Thank you so very much for your email and the detailed explanation. Indeed your reasoning makes perfect sense and reflects the findings I have been obtaining. I have run some further analyses and compared the data and it all seems to fall into place. Alexis paper is also most interesting concerning the outgroup support.

I truly belief we should spend more time understand why we have no unambiguous support for a branch rather than trying to add more gene regions/delete taxa to get a fully resolved tree (well, there may be questions the latter is really needed for). With the fast bootstrapping implementation in RAxML, one can easily tear apart a multigene dataset to look where the signal comes from; and post-analysis processing (comparison) is speedy too these days with the functions implemented in Phangorn or other packages/programmes.
It can be fun, too (like dissambling the old fashioned alarm clock when you were a kid to see where the noise comes from) and there is a small, but increasing amount of reviewers appreciating to see a bit more than just two trees in a phylogenetic study.

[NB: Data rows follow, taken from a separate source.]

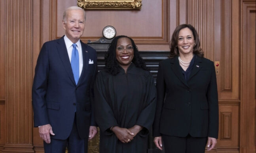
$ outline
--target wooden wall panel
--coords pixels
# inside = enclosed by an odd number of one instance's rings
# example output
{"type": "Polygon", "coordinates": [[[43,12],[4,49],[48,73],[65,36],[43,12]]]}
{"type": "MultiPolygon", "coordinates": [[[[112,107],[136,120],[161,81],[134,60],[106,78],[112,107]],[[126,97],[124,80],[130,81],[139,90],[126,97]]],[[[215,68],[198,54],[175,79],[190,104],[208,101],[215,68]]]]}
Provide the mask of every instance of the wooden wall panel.
{"type": "Polygon", "coordinates": [[[256,151],[256,2],[241,0],[241,153],[256,151]]]}
{"type": "Polygon", "coordinates": [[[232,91],[232,0],[222,0],[221,91],[232,91]]]}
{"type": "Polygon", "coordinates": [[[6,2],[6,137],[2,152],[33,152],[32,133],[32,0],[6,2]]]}
{"type": "Polygon", "coordinates": [[[214,61],[214,1],[188,1],[187,23],[197,31],[205,57],[214,61]]]}
{"type": "MultiPolygon", "coordinates": [[[[51,39],[64,34],[61,21],[63,12],[68,6],[76,5],[75,2],[49,1],[51,39]]],[[[139,10],[86,10],[85,28],[81,39],[84,42],[98,40],[102,36],[104,27],[111,25],[116,29],[117,35],[131,37],[137,44],[163,45],[165,49],[169,50],[169,1],[144,1],[143,5],[139,10]]]]}

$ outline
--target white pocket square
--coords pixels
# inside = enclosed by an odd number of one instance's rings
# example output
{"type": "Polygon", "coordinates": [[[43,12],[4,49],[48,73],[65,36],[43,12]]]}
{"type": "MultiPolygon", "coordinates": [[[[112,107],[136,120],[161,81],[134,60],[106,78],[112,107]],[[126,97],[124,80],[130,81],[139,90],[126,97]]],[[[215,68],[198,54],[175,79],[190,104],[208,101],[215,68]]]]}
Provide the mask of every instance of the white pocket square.
{"type": "Polygon", "coordinates": [[[89,59],[89,64],[92,64],[93,63],[93,60],[91,60],[91,59],[89,59]]]}

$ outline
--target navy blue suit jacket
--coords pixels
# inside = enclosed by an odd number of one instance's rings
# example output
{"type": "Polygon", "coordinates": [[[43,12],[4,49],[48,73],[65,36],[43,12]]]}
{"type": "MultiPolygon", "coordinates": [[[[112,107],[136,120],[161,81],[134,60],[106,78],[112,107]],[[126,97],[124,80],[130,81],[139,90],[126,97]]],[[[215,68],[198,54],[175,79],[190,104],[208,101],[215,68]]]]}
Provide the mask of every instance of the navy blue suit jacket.
{"type": "Polygon", "coordinates": [[[64,37],[45,43],[38,57],[32,91],[34,126],[50,124],[53,138],[68,137],[76,112],[81,138],[87,138],[89,126],[96,125],[92,88],[97,71],[96,52],[80,41],[83,65],[77,85],[64,37]]]}
{"type": "Polygon", "coordinates": [[[160,62],[154,136],[186,137],[190,134],[195,137],[218,138],[218,105],[214,63],[195,56],[187,81],[178,56],[160,62]]]}

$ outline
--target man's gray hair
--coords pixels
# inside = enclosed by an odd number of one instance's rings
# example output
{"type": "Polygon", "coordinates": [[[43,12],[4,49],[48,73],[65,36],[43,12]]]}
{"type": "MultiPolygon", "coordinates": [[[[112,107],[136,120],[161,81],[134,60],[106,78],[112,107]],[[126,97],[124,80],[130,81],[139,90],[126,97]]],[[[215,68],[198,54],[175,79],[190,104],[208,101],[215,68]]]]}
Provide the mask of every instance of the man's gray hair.
{"type": "Polygon", "coordinates": [[[68,11],[69,11],[70,10],[81,10],[83,11],[83,16],[84,17],[84,21],[85,22],[85,19],[86,19],[86,14],[85,14],[85,11],[84,11],[83,9],[82,8],[79,7],[77,6],[71,6],[70,7],[68,8],[67,8],[65,11],[64,11],[64,13],[63,13],[63,18],[62,19],[62,20],[64,21],[64,22],[66,22],[66,14],[67,12],[68,11]]]}

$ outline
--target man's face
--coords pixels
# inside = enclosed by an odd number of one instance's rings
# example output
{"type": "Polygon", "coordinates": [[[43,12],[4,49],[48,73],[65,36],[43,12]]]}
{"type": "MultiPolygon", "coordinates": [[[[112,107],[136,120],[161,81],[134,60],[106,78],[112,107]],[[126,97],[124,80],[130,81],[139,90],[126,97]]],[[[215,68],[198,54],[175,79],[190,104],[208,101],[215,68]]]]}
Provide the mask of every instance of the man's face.
{"type": "Polygon", "coordinates": [[[78,41],[84,30],[85,21],[83,11],[79,9],[68,11],[65,21],[62,21],[66,35],[73,43],[78,41]]]}

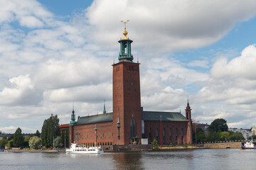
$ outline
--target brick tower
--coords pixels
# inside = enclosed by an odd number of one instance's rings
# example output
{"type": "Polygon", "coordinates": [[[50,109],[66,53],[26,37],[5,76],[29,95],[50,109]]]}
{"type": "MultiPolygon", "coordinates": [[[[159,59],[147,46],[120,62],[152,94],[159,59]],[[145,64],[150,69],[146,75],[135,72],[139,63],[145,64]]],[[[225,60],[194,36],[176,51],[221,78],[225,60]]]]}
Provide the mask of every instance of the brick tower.
{"type": "Polygon", "coordinates": [[[192,143],[192,118],[191,118],[191,110],[189,106],[188,99],[187,107],[186,108],[186,119],[188,120],[188,129],[187,129],[187,139],[186,143],[191,144],[192,143]]]}
{"type": "Polygon", "coordinates": [[[119,62],[113,66],[113,144],[139,142],[142,138],[142,111],[139,64],[133,62],[132,40],[120,39],[119,62]]]}

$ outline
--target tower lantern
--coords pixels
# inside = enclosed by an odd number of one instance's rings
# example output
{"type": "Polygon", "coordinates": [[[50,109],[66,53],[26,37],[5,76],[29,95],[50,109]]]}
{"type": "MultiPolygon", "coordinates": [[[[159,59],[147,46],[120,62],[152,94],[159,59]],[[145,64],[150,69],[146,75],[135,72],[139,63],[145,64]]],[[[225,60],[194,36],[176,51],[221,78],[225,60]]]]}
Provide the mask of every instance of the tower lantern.
{"type": "Polygon", "coordinates": [[[118,60],[119,62],[122,61],[130,61],[132,62],[133,56],[131,53],[131,43],[133,42],[132,40],[129,40],[129,38],[127,37],[128,33],[126,30],[126,24],[127,22],[129,22],[129,20],[127,20],[127,21],[121,21],[122,23],[124,23],[124,31],[123,33],[123,35],[124,37],[120,40],[118,41],[118,42],[120,43],[120,52],[119,54],[118,60]]]}

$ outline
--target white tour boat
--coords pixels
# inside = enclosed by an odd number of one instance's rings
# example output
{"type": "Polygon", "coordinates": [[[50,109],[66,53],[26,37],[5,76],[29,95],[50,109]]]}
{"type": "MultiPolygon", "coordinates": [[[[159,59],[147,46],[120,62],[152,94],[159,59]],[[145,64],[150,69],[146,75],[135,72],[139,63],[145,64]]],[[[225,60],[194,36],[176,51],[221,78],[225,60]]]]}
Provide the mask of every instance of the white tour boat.
{"type": "Polygon", "coordinates": [[[103,149],[100,147],[86,147],[81,144],[71,143],[70,148],[66,149],[66,153],[70,154],[103,154],[103,149]]]}
{"type": "Polygon", "coordinates": [[[256,149],[253,140],[251,140],[251,141],[247,141],[244,145],[242,145],[242,149],[256,149]]]}

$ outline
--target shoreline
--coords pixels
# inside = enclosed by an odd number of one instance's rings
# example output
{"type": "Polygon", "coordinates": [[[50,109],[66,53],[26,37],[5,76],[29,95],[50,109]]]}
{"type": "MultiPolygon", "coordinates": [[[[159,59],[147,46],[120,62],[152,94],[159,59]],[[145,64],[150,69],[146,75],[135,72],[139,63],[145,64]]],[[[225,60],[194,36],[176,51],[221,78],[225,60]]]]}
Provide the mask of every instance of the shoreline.
{"type": "MultiPolygon", "coordinates": [[[[165,147],[162,149],[153,149],[150,150],[146,150],[149,152],[158,152],[158,151],[173,151],[173,150],[193,150],[193,149],[211,149],[210,147],[165,147]]],[[[146,150],[119,150],[119,151],[114,151],[114,150],[105,150],[104,152],[142,152],[146,150]]],[[[4,149],[4,152],[46,152],[46,153],[63,153],[65,152],[65,149],[43,149],[43,150],[36,150],[36,149],[4,149]]]]}

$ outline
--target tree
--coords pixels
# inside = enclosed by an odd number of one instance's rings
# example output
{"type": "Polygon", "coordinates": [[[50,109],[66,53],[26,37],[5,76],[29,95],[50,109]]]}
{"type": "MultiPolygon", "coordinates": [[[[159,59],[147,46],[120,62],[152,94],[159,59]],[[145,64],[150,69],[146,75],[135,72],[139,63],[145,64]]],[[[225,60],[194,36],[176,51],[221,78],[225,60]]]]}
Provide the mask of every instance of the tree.
{"type": "Polygon", "coordinates": [[[24,137],[21,134],[21,129],[18,128],[15,131],[14,135],[14,147],[18,147],[23,146],[24,142],[24,137]]]}
{"type": "Polygon", "coordinates": [[[252,135],[252,136],[248,137],[248,140],[251,140],[251,139],[256,140],[256,135],[252,135]]]}
{"type": "Polygon", "coordinates": [[[208,128],[209,131],[211,132],[227,132],[228,127],[227,120],[223,118],[215,119],[210,123],[208,128]]]}
{"type": "Polygon", "coordinates": [[[154,139],[153,140],[153,149],[159,149],[159,146],[157,144],[157,140],[156,139],[154,139]]]}
{"type": "Polygon", "coordinates": [[[43,121],[41,130],[42,144],[46,147],[53,147],[53,137],[60,135],[60,124],[58,115],[53,115],[43,121]]]}
{"type": "Polygon", "coordinates": [[[61,143],[60,137],[57,137],[54,141],[54,147],[60,147],[62,146],[63,146],[63,144],[61,143]]]}
{"type": "Polygon", "coordinates": [[[36,132],[35,136],[37,136],[38,137],[40,137],[40,132],[39,132],[39,131],[38,130],[36,132]]]}
{"type": "Polygon", "coordinates": [[[220,132],[210,132],[206,135],[208,142],[218,142],[220,140],[220,132]]]}
{"type": "Polygon", "coordinates": [[[37,149],[40,148],[41,139],[37,136],[32,137],[29,140],[28,143],[29,143],[29,147],[31,148],[33,148],[34,149],[37,149]]]}
{"type": "Polygon", "coordinates": [[[6,144],[6,146],[9,147],[14,147],[14,139],[8,141],[8,143],[6,144]]]}

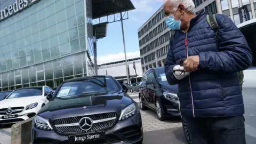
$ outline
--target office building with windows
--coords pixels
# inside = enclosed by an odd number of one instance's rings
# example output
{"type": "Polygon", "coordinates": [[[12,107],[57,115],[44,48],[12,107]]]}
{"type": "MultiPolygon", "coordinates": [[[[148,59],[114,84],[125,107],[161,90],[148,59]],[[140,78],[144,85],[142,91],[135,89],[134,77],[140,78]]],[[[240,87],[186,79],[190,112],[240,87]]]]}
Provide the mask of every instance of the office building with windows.
{"type": "Polygon", "coordinates": [[[124,10],[106,1],[0,0],[0,91],[97,75],[95,43],[107,23],[93,20],[124,10]]]}
{"type": "MultiPolygon", "coordinates": [[[[238,7],[246,6],[249,19],[255,18],[256,0],[193,0],[196,12],[204,9],[207,13],[228,16],[237,25],[241,21],[238,7]]],[[[161,7],[138,30],[141,65],[144,73],[149,68],[163,67],[169,49],[170,29],[164,22],[161,7]]]]}

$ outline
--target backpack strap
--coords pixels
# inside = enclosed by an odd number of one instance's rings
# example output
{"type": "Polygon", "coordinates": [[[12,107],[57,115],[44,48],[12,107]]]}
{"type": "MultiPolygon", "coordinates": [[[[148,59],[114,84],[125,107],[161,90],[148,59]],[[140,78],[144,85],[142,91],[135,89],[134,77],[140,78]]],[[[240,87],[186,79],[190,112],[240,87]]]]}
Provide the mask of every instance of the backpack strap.
{"type": "Polygon", "coordinates": [[[176,34],[176,31],[171,30],[171,36],[172,37],[172,45],[174,41],[175,34],[176,34]]]}
{"type": "Polygon", "coordinates": [[[219,39],[220,37],[219,36],[219,25],[218,25],[215,14],[209,14],[206,15],[206,20],[210,27],[214,31],[215,37],[216,37],[217,43],[218,43],[219,39]]]}
{"type": "MultiPolygon", "coordinates": [[[[206,20],[208,24],[211,28],[215,32],[215,36],[217,41],[217,44],[219,44],[219,39],[220,37],[218,35],[219,33],[219,25],[218,25],[217,21],[216,20],[216,17],[215,14],[209,14],[206,15],[206,20]]],[[[237,72],[237,76],[238,78],[239,83],[241,86],[241,90],[243,90],[242,85],[244,82],[244,73],[243,71],[237,72]]]]}

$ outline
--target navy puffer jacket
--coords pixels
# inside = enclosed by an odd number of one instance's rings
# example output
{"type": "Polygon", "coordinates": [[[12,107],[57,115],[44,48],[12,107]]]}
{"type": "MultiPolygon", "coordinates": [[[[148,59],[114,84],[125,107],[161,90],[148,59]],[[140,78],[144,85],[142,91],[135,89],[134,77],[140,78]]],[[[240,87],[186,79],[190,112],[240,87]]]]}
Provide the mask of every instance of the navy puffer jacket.
{"type": "Polygon", "coordinates": [[[220,37],[218,44],[204,10],[191,20],[187,33],[177,31],[173,43],[170,41],[165,71],[170,84],[179,84],[178,96],[183,116],[231,116],[244,113],[236,72],[251,66],[252,53],[229,18],[217,14],[216,19],[220,37]],[[200,59],[198,70],[188,77],[176,79],[172,74],[173,67],[179,65],[181,59],[196,55],[200,59]]]}

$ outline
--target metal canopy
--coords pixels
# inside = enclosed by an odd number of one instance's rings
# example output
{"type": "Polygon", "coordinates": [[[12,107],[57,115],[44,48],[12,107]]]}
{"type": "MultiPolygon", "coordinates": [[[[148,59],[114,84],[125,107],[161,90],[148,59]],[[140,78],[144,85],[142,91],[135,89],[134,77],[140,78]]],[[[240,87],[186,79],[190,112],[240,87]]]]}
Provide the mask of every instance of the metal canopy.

My guess is that most PP vs BS conflicts resolve when those values are compared directly/mapped on the same tree, rather than the current standard of comparing the Bayesian maj-rule with the best-known ML tree. But I can't remember when I last stepped over a x-y bipartition plot in a paper or supplement. Alexi may have some on stock (?)


Thanks again and I hope that others in this forum can benefit form such useful comments.